D’autres articles, rédigés par des spécialistes de plusieurs disciplines (archéologues, historiens, épigraphistes, archéozoologues), analysent des témoins de la civilisation ougaritique, productions locales ou importations datant en majorité de la période du Bronze récent. Ils livrent une documentation neuve sur des objets inédits (sceaux-cylindres, scarabées, rhytons, figurines-plaquettes, « appliques murales », baignoires…), apportent des données permettant une meilleure contextualisation des œuvres, ou des précisions sur l’état de conservation d’objets au moment de leur découverte ou après leur nettoyage, révélant parfois un élément de leur décor, voire même une nouvelle inscription.
Une dernière contribution présente les résultats d’un programme en cours d’analyse diachronique des paysages (xixe – xxie siècles) fondé notamment sur la documentation photographique ancienne, entrepris par les géographes de la mission selon une approche novatrice pour cette région du Levant.
Enfin, les trois premiers dossiers d’un programme de cartographie numérique thématique à l’échelle de la région, initié en 2016, viennent clore ce volume. Celui-ci correspond au volet scientifique de l’opération de valorisation – intitulée « Ougarit, entre Orient et Occident. La mission d’Ougarit et son héritage » – qui s’est tenue au Collège de France, en septembre 2016, et au Ministère des Affaires étrangères et du Développement international, en novembre 2016.

Matoïan V. (dir.), 2019, Archéologie, patrimoine et archives, Les fouilles anciennes à Ras Shamra et à Minet el-Beida, II, Ras Shamra – Ougarit XXVI, Éd. Peeters, Leuven, I-VIII pages, 296 pages.
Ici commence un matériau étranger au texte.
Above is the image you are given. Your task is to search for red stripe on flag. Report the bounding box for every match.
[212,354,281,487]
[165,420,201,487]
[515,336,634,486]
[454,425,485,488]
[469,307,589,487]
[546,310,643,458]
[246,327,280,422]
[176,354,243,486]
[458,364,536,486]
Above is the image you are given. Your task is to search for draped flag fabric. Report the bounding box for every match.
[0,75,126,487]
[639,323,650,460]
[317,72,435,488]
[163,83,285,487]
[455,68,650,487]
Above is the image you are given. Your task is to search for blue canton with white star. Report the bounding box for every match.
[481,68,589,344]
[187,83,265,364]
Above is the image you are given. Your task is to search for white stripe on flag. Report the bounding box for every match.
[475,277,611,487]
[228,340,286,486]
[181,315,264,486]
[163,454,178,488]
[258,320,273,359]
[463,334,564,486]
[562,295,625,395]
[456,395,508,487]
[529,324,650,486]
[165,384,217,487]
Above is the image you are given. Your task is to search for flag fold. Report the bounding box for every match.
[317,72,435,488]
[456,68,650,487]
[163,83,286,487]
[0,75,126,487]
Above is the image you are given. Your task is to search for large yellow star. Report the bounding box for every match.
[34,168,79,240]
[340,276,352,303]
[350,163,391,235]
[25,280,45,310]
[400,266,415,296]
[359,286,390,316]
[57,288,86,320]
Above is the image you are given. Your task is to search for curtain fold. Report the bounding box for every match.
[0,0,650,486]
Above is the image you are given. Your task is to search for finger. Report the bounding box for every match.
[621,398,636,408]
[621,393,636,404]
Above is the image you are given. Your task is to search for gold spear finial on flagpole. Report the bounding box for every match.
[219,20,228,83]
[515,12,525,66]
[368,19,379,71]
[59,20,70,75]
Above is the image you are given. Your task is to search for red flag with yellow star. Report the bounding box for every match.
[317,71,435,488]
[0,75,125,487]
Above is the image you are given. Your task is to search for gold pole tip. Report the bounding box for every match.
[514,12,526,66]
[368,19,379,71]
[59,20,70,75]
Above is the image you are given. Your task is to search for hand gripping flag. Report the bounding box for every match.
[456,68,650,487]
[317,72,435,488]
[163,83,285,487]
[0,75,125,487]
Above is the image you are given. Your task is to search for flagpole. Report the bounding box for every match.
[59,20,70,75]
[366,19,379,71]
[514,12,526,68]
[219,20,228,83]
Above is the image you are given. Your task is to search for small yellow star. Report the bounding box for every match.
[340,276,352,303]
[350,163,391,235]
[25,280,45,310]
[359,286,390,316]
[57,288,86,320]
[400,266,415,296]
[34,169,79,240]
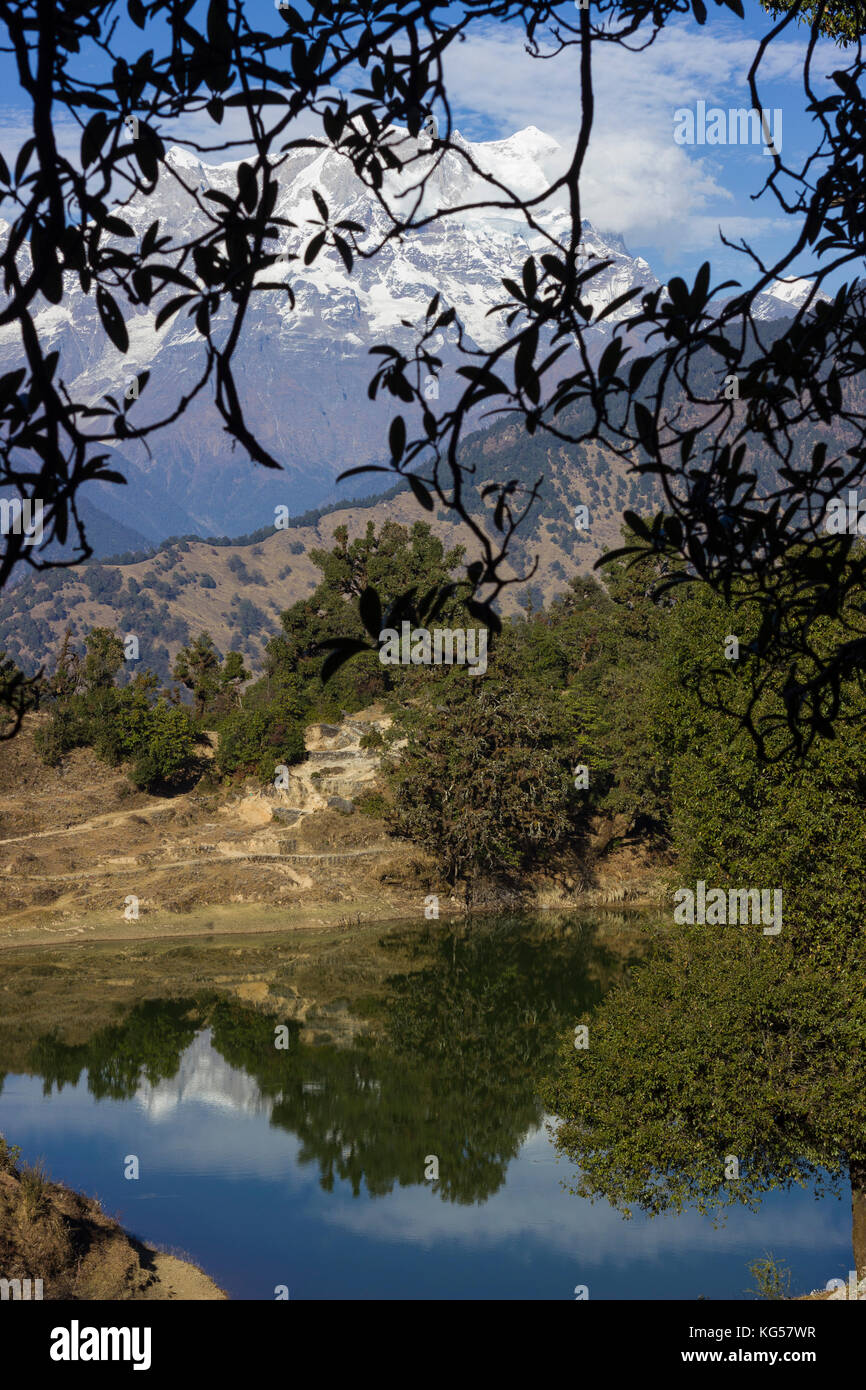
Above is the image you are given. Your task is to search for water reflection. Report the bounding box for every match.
[0,923,848,1298]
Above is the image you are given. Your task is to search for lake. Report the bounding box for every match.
[0,916,851,1300]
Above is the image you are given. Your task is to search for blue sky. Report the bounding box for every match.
[0,0,845,290]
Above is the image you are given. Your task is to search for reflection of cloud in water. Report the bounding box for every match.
[3,1031,851,1279]
[316,1129,849,1266]
[135,1029,274,1122]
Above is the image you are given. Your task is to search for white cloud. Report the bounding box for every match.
[446,16,828,249]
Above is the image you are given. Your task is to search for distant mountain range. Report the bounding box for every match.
[0,126,805,555]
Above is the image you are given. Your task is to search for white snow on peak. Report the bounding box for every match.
[766,278,826,304]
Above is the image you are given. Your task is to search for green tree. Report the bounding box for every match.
[83,627,124,692]
[129,699,197,791]
[545,927,866,1277]
[171,632,230,719]
[389,686,573,905]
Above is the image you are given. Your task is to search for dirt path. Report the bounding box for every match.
[0,796,179,845]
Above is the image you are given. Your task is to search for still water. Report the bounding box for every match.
[0,922,851,1300]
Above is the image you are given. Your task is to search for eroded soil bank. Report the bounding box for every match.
[0,708,667,947]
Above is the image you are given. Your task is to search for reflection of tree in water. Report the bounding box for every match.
[20,922,636,1202]
[28,999,200,1101]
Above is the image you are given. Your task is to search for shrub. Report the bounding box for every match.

Le volume Ras Shamra – Ougarit XXVI est le second opus de l’opération Archéologie, patrimoine et archives, qui rassemblent des études portant plus spécifiquement sur l’exploitation scientifique des archives des fouilles anciennes de la Mission archéologique de Ras Shamra.
L’ouvrage comporte quatorze articles auxquels ont contribué douze membres de la mission, rejoints par une collaboratrice extérieure. Ces recherches sont fondées sur l’édition d’une riche documentation pour une grande part inédite. Les fouilles conduites sous la direction de Claude Schaeffer sont de loin les mieux représentées et nombre de documents font partie du « Fonds C. Schaeffer » du Collège de France. D’autres fonds ont aussi été exploités parmi lesquels les sources documentaires gérées par la mission et les archives du Département des Antiquités orientales du musée du Louvre.
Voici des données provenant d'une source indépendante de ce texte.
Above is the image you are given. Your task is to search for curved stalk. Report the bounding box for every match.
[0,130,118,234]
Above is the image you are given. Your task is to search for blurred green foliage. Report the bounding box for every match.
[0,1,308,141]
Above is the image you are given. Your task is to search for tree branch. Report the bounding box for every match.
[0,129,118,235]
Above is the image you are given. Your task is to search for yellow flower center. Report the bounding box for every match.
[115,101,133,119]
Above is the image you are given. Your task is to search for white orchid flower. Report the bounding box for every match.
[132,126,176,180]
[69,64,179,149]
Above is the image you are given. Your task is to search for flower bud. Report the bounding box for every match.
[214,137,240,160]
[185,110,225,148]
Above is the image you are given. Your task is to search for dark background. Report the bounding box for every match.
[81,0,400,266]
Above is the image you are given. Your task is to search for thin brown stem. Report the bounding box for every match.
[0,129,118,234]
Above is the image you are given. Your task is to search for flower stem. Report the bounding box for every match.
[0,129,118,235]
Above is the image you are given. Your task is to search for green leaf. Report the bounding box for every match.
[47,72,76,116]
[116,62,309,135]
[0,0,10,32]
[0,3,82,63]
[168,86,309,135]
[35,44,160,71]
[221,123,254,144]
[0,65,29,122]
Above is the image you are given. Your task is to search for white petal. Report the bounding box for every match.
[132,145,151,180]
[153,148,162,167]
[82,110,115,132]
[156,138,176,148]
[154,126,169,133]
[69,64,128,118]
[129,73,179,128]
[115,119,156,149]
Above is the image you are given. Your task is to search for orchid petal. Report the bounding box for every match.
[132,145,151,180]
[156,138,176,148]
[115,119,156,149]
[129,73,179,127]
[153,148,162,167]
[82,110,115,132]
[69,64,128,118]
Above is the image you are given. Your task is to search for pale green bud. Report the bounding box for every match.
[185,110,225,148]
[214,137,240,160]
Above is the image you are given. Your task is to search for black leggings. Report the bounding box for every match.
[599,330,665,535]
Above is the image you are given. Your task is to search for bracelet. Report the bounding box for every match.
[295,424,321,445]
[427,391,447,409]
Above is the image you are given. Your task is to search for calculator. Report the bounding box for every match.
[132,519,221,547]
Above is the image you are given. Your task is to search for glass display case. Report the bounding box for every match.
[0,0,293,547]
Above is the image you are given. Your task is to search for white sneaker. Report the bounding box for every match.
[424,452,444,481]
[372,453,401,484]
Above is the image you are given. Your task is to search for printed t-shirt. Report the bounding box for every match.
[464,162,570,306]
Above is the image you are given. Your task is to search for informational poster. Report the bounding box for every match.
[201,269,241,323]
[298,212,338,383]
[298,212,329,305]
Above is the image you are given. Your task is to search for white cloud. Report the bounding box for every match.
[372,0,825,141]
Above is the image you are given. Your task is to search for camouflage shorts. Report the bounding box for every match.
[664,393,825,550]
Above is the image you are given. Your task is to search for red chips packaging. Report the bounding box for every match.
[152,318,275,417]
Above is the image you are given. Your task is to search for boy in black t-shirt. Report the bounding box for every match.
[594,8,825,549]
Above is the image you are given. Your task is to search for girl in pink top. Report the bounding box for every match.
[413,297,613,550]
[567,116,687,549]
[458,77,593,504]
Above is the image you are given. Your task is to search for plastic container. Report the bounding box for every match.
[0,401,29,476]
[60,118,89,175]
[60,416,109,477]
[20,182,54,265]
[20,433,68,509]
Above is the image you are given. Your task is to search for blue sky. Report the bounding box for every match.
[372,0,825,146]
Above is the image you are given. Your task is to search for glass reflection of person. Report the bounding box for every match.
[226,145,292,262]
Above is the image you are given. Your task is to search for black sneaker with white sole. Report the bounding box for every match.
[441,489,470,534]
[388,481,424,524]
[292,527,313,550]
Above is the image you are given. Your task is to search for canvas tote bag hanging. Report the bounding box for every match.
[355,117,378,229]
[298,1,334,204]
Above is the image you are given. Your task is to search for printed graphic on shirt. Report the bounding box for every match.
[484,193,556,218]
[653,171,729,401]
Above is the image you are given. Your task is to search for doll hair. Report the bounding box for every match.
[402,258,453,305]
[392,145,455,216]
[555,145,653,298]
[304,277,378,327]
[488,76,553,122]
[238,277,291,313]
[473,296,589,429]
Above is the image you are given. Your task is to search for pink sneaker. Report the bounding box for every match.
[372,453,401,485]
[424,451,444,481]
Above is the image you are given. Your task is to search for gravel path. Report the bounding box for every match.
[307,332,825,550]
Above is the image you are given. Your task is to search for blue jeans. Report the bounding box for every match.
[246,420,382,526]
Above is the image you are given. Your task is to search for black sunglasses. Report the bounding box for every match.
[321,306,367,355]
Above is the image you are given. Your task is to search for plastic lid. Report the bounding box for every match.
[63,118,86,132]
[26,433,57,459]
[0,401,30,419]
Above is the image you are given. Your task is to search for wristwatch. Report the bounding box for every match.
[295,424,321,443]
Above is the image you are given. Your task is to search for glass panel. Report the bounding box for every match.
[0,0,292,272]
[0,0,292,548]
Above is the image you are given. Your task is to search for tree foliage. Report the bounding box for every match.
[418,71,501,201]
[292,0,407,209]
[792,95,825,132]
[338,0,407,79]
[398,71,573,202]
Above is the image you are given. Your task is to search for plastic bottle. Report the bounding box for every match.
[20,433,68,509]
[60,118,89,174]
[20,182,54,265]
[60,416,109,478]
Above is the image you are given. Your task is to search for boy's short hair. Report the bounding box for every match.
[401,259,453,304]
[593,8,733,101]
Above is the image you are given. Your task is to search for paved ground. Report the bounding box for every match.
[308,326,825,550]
Plusieurs études abordent l’histoire des recherches à Ras Shamra et à Minet el-Beida, avec des éclairages plus spécifiques sur le début des fouilles ou encore sur des pièces de la correspondance scientifique du fonds C. Schaeffer. D’autres articles analysent des témoins de la civilisation ougaritique, objets, inscriptions en louvite hiéroglyphique ou en hiéroglyphes égyptiens, productions locales ou importations datant en majorité de la période du Bronze récent. Ils livrent une documentation neuve sur des constructions, sur des objets inédits (poids, scarabée, bulle étiquette, harpè), apportent des données permettant une meilleure contextualisation de ces œuvres, ou sur d’autres déjà connues par les publications. Un troisième dossier, consacré aux études géographiques, livre la seconde contribution du programme en cours d’analyse diachronique des paysages (xviie–xxie siècles), ainsi que trois nouvelles cartes numériques thématiques et une étude sur le climat de la région de Lattaquié.